Almost every week it seems like there’s a new animated film being released to the multiplexes (many of them in the costly and annoying 3D format), so it takes a special kind of film to break out of the (mostly) computer animated pack. Which is why it’s so nice to report that “Rango,” Gore Verbinski’s surrealist spaghetti western (which stars Johnny Depp as a chameleon searching for his identity), is profoundly weird. It’s this trait, along with its jaw-dropping gorgeous animation, that makes it stand out, loud and proud, and should ensure a long and fruitful life (if not immediate commercial success and/or acceptance).

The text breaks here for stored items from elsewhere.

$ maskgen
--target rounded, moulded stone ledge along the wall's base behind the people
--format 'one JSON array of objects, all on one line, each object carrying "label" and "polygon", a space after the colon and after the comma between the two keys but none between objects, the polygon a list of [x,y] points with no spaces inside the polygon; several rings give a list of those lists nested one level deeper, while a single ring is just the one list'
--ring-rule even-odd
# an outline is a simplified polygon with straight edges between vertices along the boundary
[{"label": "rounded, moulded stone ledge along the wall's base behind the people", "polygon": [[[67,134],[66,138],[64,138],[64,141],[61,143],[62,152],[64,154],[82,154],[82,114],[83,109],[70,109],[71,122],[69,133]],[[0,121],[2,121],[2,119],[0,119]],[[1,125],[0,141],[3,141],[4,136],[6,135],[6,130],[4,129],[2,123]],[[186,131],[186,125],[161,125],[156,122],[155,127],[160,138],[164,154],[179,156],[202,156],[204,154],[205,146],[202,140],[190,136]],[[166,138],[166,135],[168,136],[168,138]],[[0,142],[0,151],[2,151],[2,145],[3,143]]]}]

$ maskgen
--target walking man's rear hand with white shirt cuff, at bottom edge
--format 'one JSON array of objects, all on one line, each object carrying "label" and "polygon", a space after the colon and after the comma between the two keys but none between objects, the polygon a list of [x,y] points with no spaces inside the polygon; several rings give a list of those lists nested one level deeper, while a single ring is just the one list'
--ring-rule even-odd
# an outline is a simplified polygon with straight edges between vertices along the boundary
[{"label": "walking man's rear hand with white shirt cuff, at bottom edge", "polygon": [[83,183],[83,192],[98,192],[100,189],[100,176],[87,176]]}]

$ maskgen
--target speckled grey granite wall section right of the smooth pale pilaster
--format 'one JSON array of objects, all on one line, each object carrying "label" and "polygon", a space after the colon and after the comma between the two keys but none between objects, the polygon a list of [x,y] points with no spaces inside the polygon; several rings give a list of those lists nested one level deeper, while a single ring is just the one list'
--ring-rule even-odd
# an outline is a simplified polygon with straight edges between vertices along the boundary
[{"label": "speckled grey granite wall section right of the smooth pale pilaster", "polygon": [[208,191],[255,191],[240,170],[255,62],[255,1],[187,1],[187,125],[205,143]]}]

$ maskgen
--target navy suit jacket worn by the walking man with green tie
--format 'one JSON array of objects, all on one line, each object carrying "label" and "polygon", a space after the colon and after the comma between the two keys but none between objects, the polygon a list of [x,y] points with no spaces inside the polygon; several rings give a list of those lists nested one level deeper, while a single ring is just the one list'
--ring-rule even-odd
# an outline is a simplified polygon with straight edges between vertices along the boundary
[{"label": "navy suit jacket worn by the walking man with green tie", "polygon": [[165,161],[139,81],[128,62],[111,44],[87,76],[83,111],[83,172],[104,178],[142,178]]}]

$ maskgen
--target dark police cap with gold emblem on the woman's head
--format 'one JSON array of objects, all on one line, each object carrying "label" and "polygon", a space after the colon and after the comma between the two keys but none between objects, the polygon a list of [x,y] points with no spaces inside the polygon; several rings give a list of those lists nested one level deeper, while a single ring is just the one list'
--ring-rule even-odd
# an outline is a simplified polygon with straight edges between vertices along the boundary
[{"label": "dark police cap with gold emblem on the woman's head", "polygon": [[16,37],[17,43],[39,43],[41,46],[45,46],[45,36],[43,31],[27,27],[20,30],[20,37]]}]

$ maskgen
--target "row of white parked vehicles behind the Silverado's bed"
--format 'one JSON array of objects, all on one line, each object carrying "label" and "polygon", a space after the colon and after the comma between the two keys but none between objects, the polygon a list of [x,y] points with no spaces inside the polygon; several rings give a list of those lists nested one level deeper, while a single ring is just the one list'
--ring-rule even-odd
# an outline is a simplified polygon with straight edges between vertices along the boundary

We’ve decided to take a look back at the oddball animation gems that have peppered the cartoon landscape over the years, mostly before the Disney animated musicals, Pixar wonderments on the good side, and pop culturally savvy DreamWorks fare on the bad, dominated the multiplexes. Hopefully “Rango” will allow for more variety in the marketplace (its PG-rating already pushes some boundaries). It’s a very good thing that it so proudly lets its freak flag fly. Here are some of our favorites from years gone by.

“Yellow Submarine” (1968)
For all of its hallucinogenic trippiness, which makes it a favorite for late night tokers, “Yellow Submarine” endures thanks to its inherent sweetness, like an early-animated “Sesame Street” segment gone off the rails. Instead of trying to judge the movie based on any sort of narrative coherence or storytelling skill (basically concerning itself with the Blue Meanies, a band of monstrous cretins, and their attack on free will, imagination, and general grooviness – all the things the animated Beatles stand for), the movie works best as a kind of jukebox musical, packed with references to the band and their songwriting (even if the musicians themselves were involved only minimally). The animation, for all its primal crudity, has an easily enjoyed charm, with a flower-power liquescence to the movement of characters (and the titular underwater vehicle). Decades before Julie Taymor’s disastrous “Across the Universe,” “Yellow Submarine” was a more eloquent love letter to Beatles lore and miscellanea, and a hell of a lot more fun to watch.

“The Plague Dogs” (1982)
Dog lovers, abandon all hope, ye who enter here. Based on the novel by Richard Adams, who previously wrote “Watership Down,” and directed by Martin Rosen, who was also behind the animated version of Adams’ earlier rabbit-driven bloodfest, “The Plague Dogs” concerns a canine duo who escape from an animal testing facility. While we suspect they don’t have much time to live (one of them sports a partially-exposed skull), they are hunted by law enforcement officials who believe the dogs carry a disease. Despite gorgeous storybook animation and strong voice work by John Hurt and Christopher Benjamin, “The Plague Dogs” seems mainly interested in the possibly futile attempts by the dogs to survive another day despite an unfamiliar territory and uncertainty about food, with the undying promise of a safe haven just over the horizon. Look out for one of the most soul-crushing endings you’re likely to see in any animated film ever.

“Spirited Away” (2001)
To Western eyes at least, none of Hayao Miyazaki’s work is exactly straight-forward: plots for Studio Ghibli pictures include children who befriend forest spirits in post-war Japan, a witch who starts a courier service, and an anti-fascist bi-plane pilot who’s transformed into a pig. But easily his most oblique work, “Spirited Away” was, happily, also his most acclaimed (winning the Golden Bear and a Best Animated Feature Oscar) and most commercially successful. Beginning, albeit briefly, in the real world, ten-year-old Chihiro comes across an abandoned amusement park, and sees her parents transformed into pigs in front of her eyes. Her name is then stolen by a witch, she befriends a boy who’s actually a dragon, saving him from paper birds, and makes him cough up a slug. And that’s just the first half. The imagery’s truly extraordinary (we’ve barely scratched the surface), but it’s all working to a purpose — one of the most truly moving coming-of-age tales since “Alice in Wonderland,” and possibly even trippier than Lewis Carroll’s tale.